What Changes in Canada

On the domestic side, TMX absorbing Cboe Canada consolidates Canadian equities infrastructure further under the TSX umbrella. NEO Exchange had carved out a niche as a more accessible listing venue for smaller issuers, including fintech and blockchain-adjacent companies. How TMX integrates NEO's listing standards into its broader platform will affect companies in those sectors that were using NEO as an alternative path to public markets. The consolidation may reduce trading costs for some participants, but it also raises longer-term questions about market concentration in Canadian equities infrastructure, a concern that regulators and market participants are expected to scrutinize closely through the approval process.

Longer-Term Signals for Builders

TMX has publicly identified tokenization as one of its top 2026 priorities, specifically for post-trade collateral management and funding through its Canadian Collateral Management Service. Executives have also referenced 24/7, on-chain markets with atomic settlement as a macro trend worth monitoring, though no specific blockchain infrastructure has been announced. Analysts suggest that a larger balance sheet following this acquisition may accelerate investment in those initiatives.
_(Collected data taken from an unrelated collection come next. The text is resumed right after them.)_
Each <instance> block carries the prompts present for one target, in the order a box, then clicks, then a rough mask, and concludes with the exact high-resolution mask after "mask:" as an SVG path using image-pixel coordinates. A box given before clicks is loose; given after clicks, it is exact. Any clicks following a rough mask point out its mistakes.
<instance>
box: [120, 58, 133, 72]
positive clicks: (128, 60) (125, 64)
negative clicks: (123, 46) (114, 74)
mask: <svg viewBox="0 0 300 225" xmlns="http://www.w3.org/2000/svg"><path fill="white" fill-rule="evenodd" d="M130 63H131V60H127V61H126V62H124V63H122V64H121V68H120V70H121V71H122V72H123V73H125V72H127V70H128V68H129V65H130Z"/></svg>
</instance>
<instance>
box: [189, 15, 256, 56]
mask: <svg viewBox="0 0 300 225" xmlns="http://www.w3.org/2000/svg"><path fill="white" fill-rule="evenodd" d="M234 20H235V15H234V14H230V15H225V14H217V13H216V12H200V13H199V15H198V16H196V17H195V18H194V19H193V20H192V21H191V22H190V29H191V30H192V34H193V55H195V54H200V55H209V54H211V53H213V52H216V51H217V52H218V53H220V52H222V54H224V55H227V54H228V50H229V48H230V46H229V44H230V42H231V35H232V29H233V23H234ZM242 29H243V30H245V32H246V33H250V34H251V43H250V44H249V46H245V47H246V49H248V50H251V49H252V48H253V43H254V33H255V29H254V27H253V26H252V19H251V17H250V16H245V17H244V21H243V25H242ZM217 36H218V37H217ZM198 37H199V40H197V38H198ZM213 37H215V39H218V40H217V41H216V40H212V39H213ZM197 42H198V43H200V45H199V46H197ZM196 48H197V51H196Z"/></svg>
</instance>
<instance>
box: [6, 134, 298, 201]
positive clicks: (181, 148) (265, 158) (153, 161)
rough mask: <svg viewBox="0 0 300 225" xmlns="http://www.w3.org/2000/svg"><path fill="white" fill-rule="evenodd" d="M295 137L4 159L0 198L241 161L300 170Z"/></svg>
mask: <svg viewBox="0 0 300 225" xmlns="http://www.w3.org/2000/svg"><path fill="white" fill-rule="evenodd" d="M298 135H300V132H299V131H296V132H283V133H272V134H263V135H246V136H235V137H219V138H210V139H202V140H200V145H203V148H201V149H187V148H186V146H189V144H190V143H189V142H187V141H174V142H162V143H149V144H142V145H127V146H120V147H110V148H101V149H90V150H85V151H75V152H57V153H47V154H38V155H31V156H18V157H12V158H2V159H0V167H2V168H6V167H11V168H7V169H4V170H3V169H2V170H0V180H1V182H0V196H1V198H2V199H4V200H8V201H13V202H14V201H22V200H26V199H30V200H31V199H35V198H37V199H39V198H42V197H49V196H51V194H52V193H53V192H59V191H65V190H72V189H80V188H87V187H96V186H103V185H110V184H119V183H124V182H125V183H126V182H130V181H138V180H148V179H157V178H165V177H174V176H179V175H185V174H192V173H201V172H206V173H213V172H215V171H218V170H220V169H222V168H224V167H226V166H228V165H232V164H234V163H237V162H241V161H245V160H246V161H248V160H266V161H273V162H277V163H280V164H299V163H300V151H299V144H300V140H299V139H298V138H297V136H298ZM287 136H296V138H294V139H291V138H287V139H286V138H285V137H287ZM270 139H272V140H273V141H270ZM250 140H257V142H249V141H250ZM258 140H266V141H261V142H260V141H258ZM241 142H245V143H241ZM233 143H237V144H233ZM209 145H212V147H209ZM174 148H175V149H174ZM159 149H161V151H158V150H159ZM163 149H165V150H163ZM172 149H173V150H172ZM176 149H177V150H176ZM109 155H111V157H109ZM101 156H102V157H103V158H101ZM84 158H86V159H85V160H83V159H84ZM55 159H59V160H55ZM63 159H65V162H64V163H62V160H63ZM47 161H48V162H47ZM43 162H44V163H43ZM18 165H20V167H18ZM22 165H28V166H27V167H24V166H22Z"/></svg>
Closing of the two transactions is expected to occur separately, pending regulatory sign-off in each jurisdiction. Barclays served as financial advisor to Cboe, with Sidley Austin, Blake, Cassels & Graydon LLP, and King & Wood Mallesons providing legal counsel on the sell side.

For readers tracking the deal's implications, the near-term markers to watch are the ASIC and Canadian regulatory approval timelines and TMX's first public signals on how it intends to position Cboe Australia within the country's new digital asset licensing framework.